Correlation Between Global X and Grayscale Bitcoin
Can any of the company-specific risk be diversified away by investing in both Global X and Grayscale Bitcoin at the same time? Although using a correlation coefficient on its own may not help to predict future stock returns, this module helps to understand the diversifiable risk of combining Global X and Grayscale Bitcoin into the same portfolio, which is an essential part of the fundamental portfolio management process.
By analyzing existing cross correlation between Global X Funds and Grayscale Bitcoin Trust, you can compare the effects of market volatilities on Global X and Grayscale Bitcoin and check how they will diversify away market risk if combined in the same portfolio for a given time horizon. You can also utilize pair trading strategies of matching a long position in Global X with a short position of Grayscale Bitcoin. Check out your portfolio center. Please also check ongoing floating volatility patterns of Global X and Grayscale Bitcoin.
Diversification Opportunities for Global X and Grayscale Bitcoin
0.98 | Correlation Coefficient |
Almost no diversification
The 3 months correlation between Global and Grayscale is 0.98. Overlapping area represents the amount of risk that can be diversified away by holding Global X Funds and Grayscale Bitcoin Trust in the same portfolio, assuming nothing else is changed. The correlation between historical prices or returns on Grayscale Bitcoin Trust and Global X is a relative statistical measure of the degree to which these equity instruments tend to move together. The correlation coefficient measures the extent to which returns on Global X Funds are associated (or correlated) with Grayscale Bitcoin.

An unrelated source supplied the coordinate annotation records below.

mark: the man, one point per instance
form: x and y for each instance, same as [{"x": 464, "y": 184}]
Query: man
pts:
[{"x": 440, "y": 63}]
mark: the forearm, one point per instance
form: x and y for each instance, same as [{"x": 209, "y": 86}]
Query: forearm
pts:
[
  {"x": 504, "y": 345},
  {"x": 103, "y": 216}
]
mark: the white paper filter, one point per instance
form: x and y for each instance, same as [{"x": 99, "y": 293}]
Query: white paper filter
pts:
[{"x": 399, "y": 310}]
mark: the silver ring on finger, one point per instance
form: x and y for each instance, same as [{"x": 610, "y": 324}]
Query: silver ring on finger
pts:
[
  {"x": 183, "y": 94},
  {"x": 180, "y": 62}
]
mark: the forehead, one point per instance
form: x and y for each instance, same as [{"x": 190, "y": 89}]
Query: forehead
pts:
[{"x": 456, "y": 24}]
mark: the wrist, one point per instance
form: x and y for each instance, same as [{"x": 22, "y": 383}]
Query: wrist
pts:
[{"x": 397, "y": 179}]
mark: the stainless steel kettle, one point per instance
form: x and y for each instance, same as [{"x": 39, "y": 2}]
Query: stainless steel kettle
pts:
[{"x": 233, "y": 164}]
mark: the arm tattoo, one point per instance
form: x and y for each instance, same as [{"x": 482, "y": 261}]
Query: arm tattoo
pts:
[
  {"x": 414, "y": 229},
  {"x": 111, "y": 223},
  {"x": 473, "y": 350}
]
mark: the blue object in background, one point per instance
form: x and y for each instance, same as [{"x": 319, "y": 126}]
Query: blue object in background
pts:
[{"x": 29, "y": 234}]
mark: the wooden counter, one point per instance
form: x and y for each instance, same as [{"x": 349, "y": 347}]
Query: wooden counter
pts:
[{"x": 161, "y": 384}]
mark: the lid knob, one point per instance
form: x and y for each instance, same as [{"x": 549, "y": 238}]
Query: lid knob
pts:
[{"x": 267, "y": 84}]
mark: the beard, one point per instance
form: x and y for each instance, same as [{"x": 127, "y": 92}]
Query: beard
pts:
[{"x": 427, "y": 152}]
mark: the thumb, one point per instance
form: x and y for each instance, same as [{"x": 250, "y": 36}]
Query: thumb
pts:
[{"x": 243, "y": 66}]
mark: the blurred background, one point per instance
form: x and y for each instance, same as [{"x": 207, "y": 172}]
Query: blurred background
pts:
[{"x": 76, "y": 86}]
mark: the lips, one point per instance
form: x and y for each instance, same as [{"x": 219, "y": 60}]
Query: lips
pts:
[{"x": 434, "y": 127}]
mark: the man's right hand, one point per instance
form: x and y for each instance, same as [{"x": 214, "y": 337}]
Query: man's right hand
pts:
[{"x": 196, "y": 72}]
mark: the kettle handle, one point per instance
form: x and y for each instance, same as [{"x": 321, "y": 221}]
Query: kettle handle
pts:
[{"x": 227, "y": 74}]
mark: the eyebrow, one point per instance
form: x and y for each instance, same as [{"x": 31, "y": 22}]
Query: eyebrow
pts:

Values of the correlation coefficient range from -1 to +1, where. The correlation of zero (0) is possible when the price movement of Grayscale Bitcoin Trust has no effect on the direction of Global X i.e., Global X and Grayscale Bitcoin go up and down completely randomly.
Pair Corralation between Global X and Grayscale Bitcoin
Given the investment horizon of 90 days Global X is expected to generate 1.28 times less return on investment than Grayscale Bitcoin. But when comparing it to its historical volatility, Global X Funds is 1.14 times less risky than Grayscale Bitcoin. It trades about 0.24 of its potential returns per unit of risk. Grayscale Bitcoin Trust is currently generating about 0.27 of returns per unit of risk over similar time horizon. If you would invest 4,466 in Grayscale Bitcoin Trust on September 5, 2024 and sell it today you would earn a total of 3,129 from holding Grayscale Bitcoin Trust or generate 70.06% return on investment over 90 days.
Time Period | 3 Months [change] |
Direction | Moves Together |
Strength | Very Strong |
Accuracy | 98.44% |
Values | Daily Returns |
Global X Funds vs. Grayscale Bitcoin Trust
Performance |
Timeline |
Global X Funds |
Grayscale Bitcoin Trust |
Global X and Grayscale Bitcoin Volatility Contrast
Predicted Return Density |
Returns |
Pair Trading with Global X and Grayscale Bitcoin
The main advantage of trading using opposite Global X and Grayscale Bitcoin positions is that it hedges away some unsystematic risk. Because of two separate transactions, even if Global X position performs unexpectedly, Grayscale Bitcoin can make up some of the losses. Pair trading also minimizes risk from directional movements in the market. For example, if an entire industry or sector drops because of unexpected headlines, the short position in Grayscale Bitcoin will offset losses from the drop in Grayscale Bitcoin's long position.Global X vs. Grayscale Bitcoin Trust | Global X vs. ProShares Bitcoin Strategy | Global X vs. Amplify Transformational Data | Global X vs. First Trust Indxx |
Grayscale Bitcoin vs. ProShares Bitcoin Strategy | Grayscale Bitcoin vs. Amplify Transformational Data | Grayscale Bitcoin vs. First Trust Indxx | Grayscale Bitcoin vs. Bitwise Crypto Industry |
Check out your portfolio center.Note that this page's information should be used as a complementary analysis to find the right mix of equity instruments to add to your existing portfolios or create a brand new portfolio. You can also try the Portfolio File Import module to quickly import all of your third-party portfolios from your local drive in csv format.